GAFFNEY, S.C. (WSPA) – The Gaffney city council podium became a pulpit of resistance during Monday’s meeting.
“I am begging and pleading with you today to stop this in its tracks,” said Pastor Bob Finley.
Two local pastors and dozens of residents filled the council chambers in opposition to selling alcohol on Sundays.
“The bible says woe unto him that gives his neighbor drink,” said Pastor Billy Elder. “The juice is just not worth the squeeze.”
Pastor Billy Elder and dozens of residents filled the council chambers in opposition to selling alcohol on Sundays. Council was tasked with voting on the second reading of the ordinance.
The ordinance was originally proposed by businessman Darren Mason, asking council to allow a citywide vote on selling beer and wine on Sundays.

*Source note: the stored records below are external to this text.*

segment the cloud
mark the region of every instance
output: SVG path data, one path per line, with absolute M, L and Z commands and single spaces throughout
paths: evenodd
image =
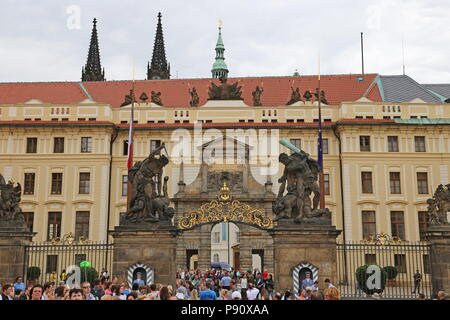
M 69 29 L 70 6 L 80 28 Z M 163 14 L 172 77 L 211 76 L 217 23 L 222 19 L 230 76 L 365 71 L 407 74 L 419 82 L 450 82 L 450 29 L 446 0 L 2 0 L 0 81 L 77 81 L 86 63 L 92 19 L 97 17 L 102 64 L 109 80 L 146 77 Z

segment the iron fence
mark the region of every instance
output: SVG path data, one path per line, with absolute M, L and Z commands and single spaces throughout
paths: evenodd
M 112 259 L 113 244 L 104 242 L 33 243 L 25 247 L 23 279 L 26 283 L 57 284 L 70 266 L 93 268 L 95 271 L 89 271 L 98 276 L 103 269 L 112 274 Z
M 337 283 L 342 297 L 368 296 L 363 291 L 364 284 L 358 283 L 356 272 L 361 266 L 374 264 L 390 271 L 386 273 L 385 288 L 380 293 L 382 298 L 415 299 L 420 293 L 431 297 L 430 247 L 426 242 L 337 244 Z M 421 280 L 415 281 L 415 275 L 416 278 L 420 275 Z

“People leave us every Sunday to support businesses in other towns so we need that here,” said Mason.
Council voted 5-1 in favor of the ordinance. Councilman Harold Littlejohn had the lone “no” vote.
“They’re voted in by all the people, not just Christians and non-Christians,” said Mason.

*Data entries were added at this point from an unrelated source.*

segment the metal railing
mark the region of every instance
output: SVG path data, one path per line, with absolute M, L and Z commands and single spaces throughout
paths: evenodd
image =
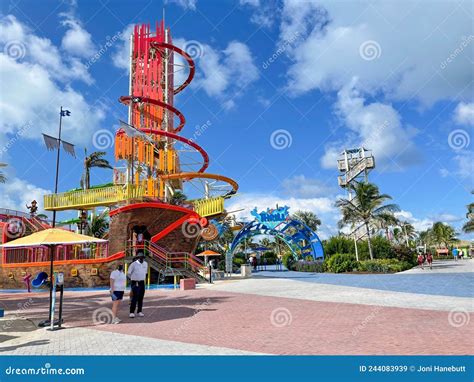
M 224 198 L 222 196 L 192 200 L 191 203 L 194 206 L 194 211 L 203 217 L 218 215 L 224 212 Z
M 67 210 L 75 208 L 90 208 L 106 206 L 123 200 L 140 198 L 144 196 L 142 187 L 109 186 L 89 190 L 63 192 L 44 196 L 44 209 Z

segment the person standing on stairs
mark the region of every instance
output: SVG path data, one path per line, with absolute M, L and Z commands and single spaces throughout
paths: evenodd
M 137 260 L 128 268 L 127 275 L 130 278 L 132 289 L 132 302 L 130 304 L 130 318 L 135 317 L 135 309 L 137 316 L 143 317 L 143 298 L 145 297 L 145 279 L 148 272 L 148 263 L 145 261 L 143 251 L 137 253 Z M 138 307 L 137 307 L 138 305 Z

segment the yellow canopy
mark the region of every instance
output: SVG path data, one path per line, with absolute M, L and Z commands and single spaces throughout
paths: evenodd
M 105 243 L 107 240 L 80 235 L 60 228 L 48 228 L 1 245 L 3 248 L 36 247 L 38 245 Z

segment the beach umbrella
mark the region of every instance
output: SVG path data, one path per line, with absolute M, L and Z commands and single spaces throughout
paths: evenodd
M 90 243 L 106 243 L 107 240 L 99 239 L 92 236 L 80 235 L 75 232 L 67 231 L 61 228 L 48 228 L 42 231 L 32 233 L 31 235 L 20 237 L 8 243 L 0 245 L 2 248 L 28 248 L 46 246 L 50 248 L 50 279 L 52 281 L 54 274 L 54 250 L 57 245 L 67 244 L 90 244 Z M 49 323 L 52 317 L 53 303 L 53 283 L 49 287 Z M 48 322 L 44 322 L 47 325 Z

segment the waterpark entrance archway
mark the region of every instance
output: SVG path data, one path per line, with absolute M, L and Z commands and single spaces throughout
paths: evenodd
M 324 249 L 318 235 L 303 222 L 288 214 L 289 207 L 278 207 L 251 214 L 255 220 L 246 224 L 235 236 L 228 251 L 231 261 L 237 247 L 247 238 L 257 235 L 269 235 L 281 239 L 291 250 L 296 260 L 307 256 L 314 260 L 324 260 Z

“Ultimately, it is the right thing to do to stand in opposition of this,” said Elder.
The true measure of the city’s opinion will now come later this year. The decision of whether or not to allow the sale of alcohol on Sundays in the city of Gaffney is now in the voters’ hands. That will be in the form of a referendum on November’s ballot.

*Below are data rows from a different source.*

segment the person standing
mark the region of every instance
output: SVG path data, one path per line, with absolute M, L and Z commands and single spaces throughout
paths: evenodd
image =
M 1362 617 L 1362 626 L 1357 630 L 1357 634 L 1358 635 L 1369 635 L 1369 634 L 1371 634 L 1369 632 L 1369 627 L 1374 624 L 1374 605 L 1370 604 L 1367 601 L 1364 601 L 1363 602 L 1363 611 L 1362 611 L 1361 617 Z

“We’ve kinda talked about it for four years to businesses and owners and they’re on board. I think it’s going to pass,” said Mason.
Pastor Elder says they’re not giving up — because selling booze on Sundays is bad businesses.
“We are looking to fight in November. Organize with other churches and get the word out about the need for us as voters to turn such things as this down,” said Elder.
This isn’t a topic only being discussed in Gaffney. Spartanburg county council will have the second reading of a Sunday alcohol sales ordinance at its August 15th meeting. The city of Spartanburg, Easley, and Greenville county already have these measures on the November ballot.